La Miséricorde : un bien fait à l’autre mais aussi un don fait pour moi

« La miséricorde comme un bien fait à l’autre mais aussi comme un don fait pour moi » précise saint Jean-Paul II (Dieu riche en Miséricorde, n° 14) insiste sur le fait que la miséricorde est un acte d’amour que l’on reçoit en même temps qu’on le fait. Quand on fait miséricorde, on reçoit tout autant qu’on donne et plus on donne plus on reçoit, dit Jean Paul II. C’est un acte d’amour que l’on reçoit en même temps que ceux qui l’acceptent de nous. C’est très éclairant sur l’amitié profonde telle que nous l’avons définie chez le Curé d’Ars et sur la miséricorde en tant que telle chez lui. Il en a bénéficié tout autant qu’il l’a donnée. Ses pénitents à qui il a tout donné jusqu’à 16 heures par jour lui ont permis de se sanctifier. Il a bénéficié tout autant de cette grâce du don, de cette grâce que le Seigneur faisait à travers lui à ses pénitents. Nous sommes invités à entrer dans la même logique.

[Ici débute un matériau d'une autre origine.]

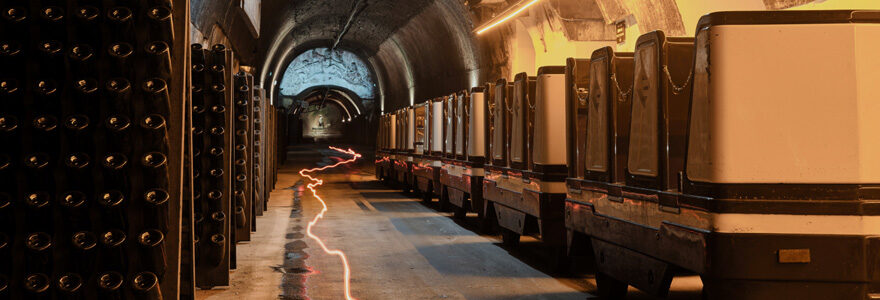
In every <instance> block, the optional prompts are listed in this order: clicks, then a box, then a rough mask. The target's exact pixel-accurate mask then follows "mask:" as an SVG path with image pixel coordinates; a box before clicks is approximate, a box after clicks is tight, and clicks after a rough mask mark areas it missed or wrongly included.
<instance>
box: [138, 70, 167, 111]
mask: <svg viewBox="0 0 880 300" xmlns="http://www.w3.org/2000/svg"><path fill="white" fill-rule="evenodd" d="M141 86H142V89H143V91H144V92H145V93H146V102H147V110H149V111H153V112H157V113H159V114H161V115H168V114H169V113H170V112H171V101H170V99H171V98H170V97H169V95H168V84H167V83H166V82H165V80H164V79H162V78H152V79H148V80H146V81H144V83H143V84H142V85H141Z"/></svg>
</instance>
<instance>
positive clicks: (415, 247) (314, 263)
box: [196, 146, 701, 300]
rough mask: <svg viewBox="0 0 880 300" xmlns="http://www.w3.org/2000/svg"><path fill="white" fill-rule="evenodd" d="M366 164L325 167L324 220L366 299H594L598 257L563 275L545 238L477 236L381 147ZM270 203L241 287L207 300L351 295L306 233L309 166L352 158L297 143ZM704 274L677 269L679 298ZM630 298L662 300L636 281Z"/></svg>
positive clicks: (309, 298)
mask: <svg viewBox="0 0 880 300" xmlns="http://www.w3.org/2000/svg"><path fill="white" fill-rule="evenodd" d="M359 150H360V152H362V153H364V154H365V157H364V158H363V159H362V160H360V161H358V162H357V163H356V164H353V165H350V166H343V167H339V168H336V169H333V170H329V171H325V172H322V173H319V174H318V176H319V177H320V178H321V179H324V181H325V184H324V185H323V186H321V187H319V188H318V192H319V194H320V195H321V197H322V198H324V199H325V200H326V201H327V205H328V207H329V211H328V212H327V213H326V216H325V218H323V219H322V220H321V221H319V223H318V224H317V225H316V226H315V227H314V229H313V232H314V233H315V234H317V235H318V236H319V237H321V238H322V239H323V240H324V241H325V242H326V245H327V246H328V247H330V248H331V249H340V250H342V251H344V252H345V253H346V254H347V256H348V260H349V263H350V266H351V272H352V273H351V278H352V279H351V290H352V294H353V296H354V297H355V298H357V299H361V300H366V299H592V298H593V296H592V295H591V293H594V292H595V289H596V288H595V281H594V280H593V279H592V275H591V273H590V272H589V270H590V265H591V263H590V262H589V260H588V259H575V261H574V262H573V267H574V268H573V269H574V270H580V271H582V272H568V273H565V274H560V273H555V272H552V271H550V270H549V268H547V267H545V266H544V265H545V263H544V262H545V260H546V258H547V257H546V256H547V255H549V254H548V253H549V252H548V251H546V250H547V249H544V248H543V247H542V245H541V244H540V242H538V241H536V240H534V239H531V238H524V239H523V242H522V243H521V244H520V245H519V246H518V247H516V248H511V249H508V248H505V247H502V246H501V238H500V237H499V236H487V235H479V234H477V229H476V228H477V226H476V220H475V219H476V216H475V215H474V216H469V217H468V218H466V219H465V220H454V219H453V218H452V214H451V213H447V212H439V211H438V210H436V208H437V207H436V206H437V203H436V200H435V201H434V203H431V204H424V203H422V202H420V200H418V199H416V198H414V197H412V196H407V195H405V194H403V193H402V192H400V191H399V190H394V189H392V188H390V187H388V186H385V185H382V184H380V183H379V182H377V181H376V179H375V177H374V175H373V173H372V172H373V166H372V163H373V157H372V153H371V152H372V151H373V150H368V149H359ZM288 157H289V159H288V161H287V164H286V165H285V166H284V167H283V168H282V169H281V171H280V174H279V178H278V183H277V185H276V190H275V191H274V192H272V196H271V199H270V201H269V206H268V211H266V212H265V213H264V215H263V216H262V217H258V218H257V232H256V233H255V234H253V235H252V241H251V242H250V243H246V244H240V245H238V248H237V249H238V268H237V269H236V270H234V271H232V274H231V277H230V278H231V282H230V283H231V285H230V286H228V287H217V288H214V289H211V290H199V291H197V293H196V297H197V299H345V298H344V284H343V283H344V280H343V267H342V264H341V262H340V260H339V258H338V257H337V256H332V255H328V254H326V253H324V252H323V251H322V250H321V248H320V247H319V245H318V244H317V243H316V242H315V241H314V240H312V239H310V238H309V237H308V236H306V227H307V226H308V222H309V221H311V220H312V218H314V216H315V215H316V214H317V213H318V212H320V209H321V204H320V202H318V201H317V200H316V199H315V198H313V197H312V196H311V192H309V191H308V190H307V189H305V186H304V184H306V183H307V182H305V181H304V179H302V178H301V177H300V175H299V174H298V171H299V170H300V169H302V168H306V167H308V168H312V167H316V166H324V165H328V164H333V163H335V162H337V161H339V160H342V159H347V157H345V156H344V155H340V154H339V153H337V152H333V151H331V150H329V149H326V148H325V147H323V146H309V147H291V148H288ZM700 288H701V285H700V280H699V278H698V277H695V276H685V277H677V278H676V279H675V280H674V281H673V288H672V292H671V293H670V297H669V299H699V298H700V297H699V295H700V293H699V290H700ZM630 291H631V293H630V294H631V295H630V297H629V298H628V299H652V298H651V297H649V296H646V295H644V294H640V293H639V292H637V291H635V290H633V289H632V288H631V289H630Z"/></svg>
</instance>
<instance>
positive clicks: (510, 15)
mask: <svg viewBox="0 0 880 300" xmlns="http://www.w3.org/2000/svg"><path fill="white" fill-rule="evenodd" d="M538 1H541V0H523V1H520V2H519V3H517V4H514V5H513V6H511V7H510V8H508V9H507V10H505V11H504V13H502V14H501V15H500V16H498V17H495V18H492V20H490V21H489V23H487V24H486V25H483V26H480V27H477V29H476V30H475V32H476V33H477V34H478V35H479V34H483V33H484V32H486V31H488V30H489V29H492V28H494V27H495V26H498V25H501V24H502V23H504V22H507V21H508V20H510V19H512V18H513V17H516V15H518V14H520V13H521V12H523V11H524V10H526V9H527V8H529V7H530V6H532V5H535V3H538Z"/></svg>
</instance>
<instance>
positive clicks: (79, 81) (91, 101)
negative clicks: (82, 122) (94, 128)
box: [73, 77, 98, 106]
mask: <svg viewBox="0 0 880 300" xmlns="http://www.w3.org/2000/svg"><path fill="white" fill-rule="evenodd" d="M73 90H74V91H75V93H74V101H76V103H77V104H78V105H83V106H85V105H92V102H93V101H95V100H96V99H98V81H97V80H95V79H94V78H91V77H82V78H81V79H77V80H74V81H73Z"/></svg>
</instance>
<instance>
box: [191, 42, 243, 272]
mask: <svg viewBox="0 0 880 300" xmlns="http://www.w3.org/2000/svg"><path fill="white" fill-rule="evenodd" d="M229 56H230V53H229V51H228V50H227V49H226V47H225V46H223V45H219V44H218V45H214V46H213V47H212V49H211V50H206V49H203V48H202V46H201V45H199V44H195V45H193V46H192V85H193V86H192V105H193V106H192V115H193V128H192V136H193V177H194V180H195V184H194V186H193V201H194V207H193V214H194V217H193V218H194V221H195V229H194V232H195V233H194V235H193V240H194V243H195V255H196V264H195V265H196V285H197V286H198V287H200V288H212V287H215V286H224V285H228V284H229V269H230V262H231V261H230V259H231V251H230V250H231V249H230V247H232V246H234V244H232V243H231V242H230V238H229V237H230V230H229V229H230V225H229V223H228V219H229V217H228V216H229V215H230V212H231V210H230V193H231V190H232V189H231V187H230V180H231V177H230V174H231V172H229V171H230V169H231V159H232V157H233V156H232V154H231V153H233V151H230V150H232V148H233V143H232V141H233V139H232V135H231V134H230V132H229V130H228V129H229V128H230V125H231V111H232V110H231V109H228V107H229V105H230V102H231V99H232V98H231V97H229V94H228V92H227V89H226V86H228V85H229V83H230V78H231V75H230V73H229V71H228V70H227V60H228V59H229Z"/></svg>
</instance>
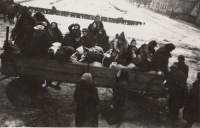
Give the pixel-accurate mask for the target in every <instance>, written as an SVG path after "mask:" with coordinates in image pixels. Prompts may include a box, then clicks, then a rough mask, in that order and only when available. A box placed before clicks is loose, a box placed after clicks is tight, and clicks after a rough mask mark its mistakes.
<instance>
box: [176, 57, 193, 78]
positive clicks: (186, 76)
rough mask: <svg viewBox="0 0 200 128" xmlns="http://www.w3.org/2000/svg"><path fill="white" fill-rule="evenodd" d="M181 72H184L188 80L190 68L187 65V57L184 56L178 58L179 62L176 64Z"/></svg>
mask: <svg viewBox="0 0 200 128" xmlns="http://www.w3.org/2000/svg"><path fill="white" fill-rule="evenodd" d="M174 64H175V65H176V66H177V67H178V69H179V70H180V71H182V72H183V73H184V74H185V76H186V77H187V78H188V72H189V67H188V65H186V64H185V57H184V56H183V55H179V56H178V62H175V63H174Z"/></svg>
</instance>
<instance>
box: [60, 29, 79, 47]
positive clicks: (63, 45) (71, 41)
mask: <svg viewBox="0 0 200 128" xmlns="http://www.w3.org/2000/svg"><path fill="white" fill-rule="evenodd" d="M76 34H77V35H75V34H74V33H69V34H66V35H65V37H64V38H63V40H62V42H61V43H62V46H71V47H73V48H74V49H75V50H76V49H77V48H78V47H80V46H81V42H80V41H78V42H77V41H76V40H75V38H76V37H80V35H81V33H80V31H77V33H76Z"/></svg>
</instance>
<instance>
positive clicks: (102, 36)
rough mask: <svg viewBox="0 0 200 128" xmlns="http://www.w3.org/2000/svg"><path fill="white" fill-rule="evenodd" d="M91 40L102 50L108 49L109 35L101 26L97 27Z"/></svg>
mask: <svg viewBox="0 0 200 128" xmlns="http://www.w3.org/2000/svg"><path fill="white" fill-rule="evenodd" d="M93 42H94V44H95V45H96V46H99V47H101V48H102V49H103V51H104V52H107V51H108V50H109V49H110V45H109V37H108V35H107V34H106V31H105V30H104V29H103V28H101V29H99V31H98V33H97V35H96V36H95V37H94V38H93Z"/></svg>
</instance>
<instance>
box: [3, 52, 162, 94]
mask: <svg viewBox="0 0 200 128" xmlns="http://www.w3.org/2000/svg"><path fill="white" fill-rule="evenodd" d="M2 66H3V67H4V72H3V73H4V74H8V73H14V72H17V73H19V75H23V76H27V77H32V78H36V79H42V80H52V81H62V82H69V83H77V82H79V80H80V78H81V75H82V74H83V73H85V72H86V71H87V68H88V67H87V65H78V64H72V63H65V62H56V61H52V60H43V59H34V58H26V57H24V56H17V55H12V54H3V55H2ZM13 66H16V67H13ZM89 72H90V73H91V74H92V76H93V80H94V83H95V85H96V86H98V87H113V85H114V84H115V76H116V74H117V72H118V70H117V69H109V68H104V67H92V66H90V67H89ZM128 72H129V78H130V82H131V87H132V88H134V89H138V90H146V89H147V85H149V84H150V85H152V86H150V88H148V89H149V90H154V91H159V90H161V87H162V86H161V85H162V82H163V81H164V78H163V77H161V76H158V75H157V74H156V73H153V72H136V71H128ZM154 78H156V79H154Z"/></svg>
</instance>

Le Curé d’Ars petit à petit se transforme du fait qu’il est témoin de la miséricorde. Ses paroissiens l’ont transformé et cette charité dont il a été un témoin extraordinaire, il en a été le premier bénéficiaire ; le fait de donner a ouvert son cœur au don ultime du Seigneur : l’amour est plus fort que le péché et la charité sanctifie. « Soyez miséricordieux comme votre Père est miséricordieux » n’est pas simplement de l’ordre d’un enseignement chez le Curé d’Ars, mais d’une règle de vie.

Extraits de la conférence donnée à Ars, le 3 août 2006, publié en 2007 dans les Annales d’Ars (n° 306- 307) par le Père Jean-Philippe Nault, recteur du Sanctuaire d’Ars.